Last updated: March 30, 2020 at 2:51 am
Dwarf seahorse (Hippocampus zosterae) — 152 cm per hour (0.001 km/h) or 60 in. per hour (0.0009 mph). Size: 4.2 cm (1.7 in). The dwarf seahorse swims in an upright position using its dorsal fin to propel itself forward and its pectoral fins to steer.
The Greenland shark is not the world’s slowest shark… or fish.
Editorial by Jeffrey Gallant, Scientific Director of the Greenland Shark & Elasmobranch Education & Research Group
The Greenland shark, Somniosus microcephalus, which is the oldest marine vertebrate, is also one of the slowest swimming sharks in the world. In fact, we have often observed Greenland sharks practically hovering over the bottom, almost immobile, but how slow is it really?
Based on our hundreds of visual observations of free-swimming Greenland sharks, and having carefully analyzed hours of video images as well as several months of telemetry data, we have determined that the average swimming speed of the Greenland shark in the St.
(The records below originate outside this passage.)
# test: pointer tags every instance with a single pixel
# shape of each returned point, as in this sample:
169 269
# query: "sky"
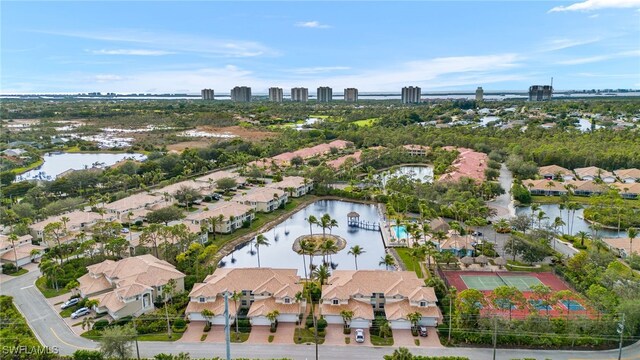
182 47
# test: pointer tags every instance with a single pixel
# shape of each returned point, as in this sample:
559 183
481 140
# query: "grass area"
159 337
22 271
409 262
379 341
41 284
366 122
239 337
306 336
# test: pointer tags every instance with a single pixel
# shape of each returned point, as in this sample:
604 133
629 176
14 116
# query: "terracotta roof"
397 310
278 282
264 306
361 310
343 284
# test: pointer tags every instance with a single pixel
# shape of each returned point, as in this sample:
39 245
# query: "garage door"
260 320
400 324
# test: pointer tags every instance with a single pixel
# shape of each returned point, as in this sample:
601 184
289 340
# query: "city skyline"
61 47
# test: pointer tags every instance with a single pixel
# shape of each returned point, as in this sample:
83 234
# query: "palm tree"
356 251
261 240
388 260
631 233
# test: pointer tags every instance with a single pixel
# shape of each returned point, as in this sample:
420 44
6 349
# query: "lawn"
41 284
306 336
409 262
379 341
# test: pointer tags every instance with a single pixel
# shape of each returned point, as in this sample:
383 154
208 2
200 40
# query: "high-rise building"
300 94
479 94
325 94
540 92
207 94
241 94
351 95
411 94
275 94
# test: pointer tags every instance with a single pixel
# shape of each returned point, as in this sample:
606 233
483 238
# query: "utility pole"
621 332
227 335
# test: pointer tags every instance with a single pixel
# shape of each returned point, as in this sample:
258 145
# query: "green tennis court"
492 281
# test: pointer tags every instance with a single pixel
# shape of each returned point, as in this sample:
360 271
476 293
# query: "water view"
579 224
280 255
56 164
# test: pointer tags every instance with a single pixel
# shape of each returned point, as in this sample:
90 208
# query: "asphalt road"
52 331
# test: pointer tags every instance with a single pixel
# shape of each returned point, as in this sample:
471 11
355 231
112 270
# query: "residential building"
241 94
555 172
130 286
264 199
351 95
324 94
479 94
540 92
230 216
262 290
295 186
411 95
397 293
628 175
275 94
300 94
207 94
416 150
Lawrence Estuary is 0.3 metres per second, or 1.08 km/h (0.67 mph)¹.
We have also observed burst speeds up to 1 metre per second, or 3.6 km/h (2.2 mph), during tagging operations by scuba divers on unrestrained Greenland sharks. A published top speed of 0.7 m/s (1.7 mph)² for this species was measured under normal circumstances when the sharks tagged with accelerometers weren’t being stung by divers equipped with spears. And although at times it does take “seven seconds for a single full tail sweep to propel the shark forward,” this does not apply to a Greenland shark’s average swimming speed as is clearly demonstrated in the video section below.
The Greenland shark is by no means a race car, but there have been many occasions when physical overexertion has prevented us from keeping pace with one for more than 1-2 minutes while scuba diving. Unless the Greenland shark is only compared to other shark species or fish of the same size, and for all of the reasons stated above, we thus do not believe that it is the world’s slowest shark, let alone the world’s slowest fish.
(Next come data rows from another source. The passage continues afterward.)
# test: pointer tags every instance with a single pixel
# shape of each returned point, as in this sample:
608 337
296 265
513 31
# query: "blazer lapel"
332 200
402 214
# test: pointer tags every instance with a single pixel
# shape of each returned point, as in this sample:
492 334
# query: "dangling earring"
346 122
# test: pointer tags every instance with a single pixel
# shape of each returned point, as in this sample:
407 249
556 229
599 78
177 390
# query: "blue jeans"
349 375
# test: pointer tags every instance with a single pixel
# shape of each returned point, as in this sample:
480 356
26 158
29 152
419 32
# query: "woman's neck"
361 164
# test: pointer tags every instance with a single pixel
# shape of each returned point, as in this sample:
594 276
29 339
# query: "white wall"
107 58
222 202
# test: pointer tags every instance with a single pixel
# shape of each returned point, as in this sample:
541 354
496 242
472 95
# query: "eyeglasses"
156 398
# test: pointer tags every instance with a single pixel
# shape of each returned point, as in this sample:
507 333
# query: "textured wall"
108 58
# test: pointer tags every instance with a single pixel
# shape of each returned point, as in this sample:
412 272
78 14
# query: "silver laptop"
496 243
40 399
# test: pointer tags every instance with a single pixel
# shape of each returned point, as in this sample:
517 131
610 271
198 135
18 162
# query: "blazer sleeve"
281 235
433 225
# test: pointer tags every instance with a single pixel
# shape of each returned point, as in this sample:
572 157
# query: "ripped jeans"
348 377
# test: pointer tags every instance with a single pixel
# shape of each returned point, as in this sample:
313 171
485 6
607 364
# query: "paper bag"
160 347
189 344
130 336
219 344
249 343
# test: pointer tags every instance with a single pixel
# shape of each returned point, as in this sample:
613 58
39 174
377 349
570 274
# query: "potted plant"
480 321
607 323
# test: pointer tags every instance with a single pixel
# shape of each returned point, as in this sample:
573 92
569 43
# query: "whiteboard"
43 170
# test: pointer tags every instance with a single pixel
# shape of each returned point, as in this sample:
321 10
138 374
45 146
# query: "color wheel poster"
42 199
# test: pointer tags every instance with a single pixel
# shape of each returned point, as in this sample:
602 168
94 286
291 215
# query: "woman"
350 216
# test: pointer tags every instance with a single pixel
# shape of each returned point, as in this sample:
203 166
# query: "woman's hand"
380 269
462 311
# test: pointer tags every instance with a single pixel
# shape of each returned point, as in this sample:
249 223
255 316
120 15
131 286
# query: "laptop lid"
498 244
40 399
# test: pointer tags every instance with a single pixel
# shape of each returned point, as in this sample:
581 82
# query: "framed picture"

As for other species vying for the title of the world’s slowest shark—and discounting burst speeds—a study³ demonstrated that Pacific angel sharks Squatina californica, covered distances of no more than 30 to 75 km (19 to 47 miles) over a period of three months, or at most 7.3 km (4.5 miles) in a single night, while one Greenland shark tagged by GEERG in 2005 covered 26 km (16 miles) in just 29 hours¹. Both species use their spiracles* to assist with breathing and both species have exhibited site fidelity (philopatry) over a period of months, or even years. Granted, angel sharks don’t migrate and they aren’t the most active swimmers so it may be an unfair comparison. So what about the other sleeper sharks and deep-sea dogfishes such as the dwarf lanternshark and gulper sharks? Any one of them could win—or should it be lose?—by a snout!
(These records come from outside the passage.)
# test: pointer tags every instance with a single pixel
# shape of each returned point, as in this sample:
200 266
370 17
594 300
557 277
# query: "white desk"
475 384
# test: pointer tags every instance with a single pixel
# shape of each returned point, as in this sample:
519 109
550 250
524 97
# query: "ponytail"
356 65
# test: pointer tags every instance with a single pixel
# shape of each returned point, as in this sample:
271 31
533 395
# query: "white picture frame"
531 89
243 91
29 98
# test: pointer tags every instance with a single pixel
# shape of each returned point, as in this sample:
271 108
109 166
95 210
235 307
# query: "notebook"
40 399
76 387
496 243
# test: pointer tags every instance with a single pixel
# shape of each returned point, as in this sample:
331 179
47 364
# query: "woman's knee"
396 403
Until recently, few people in the entertainment industry or in the media have shown interest for the allegedly characterless Greenland shark. In the absence of definitive proof or a clear scientific definition, the title of ‘World’s Slowest Shark’ may therefore be an attempt at attracting media attention to this much overlooked species. Scientific rigour precludes us from making such a bold statement.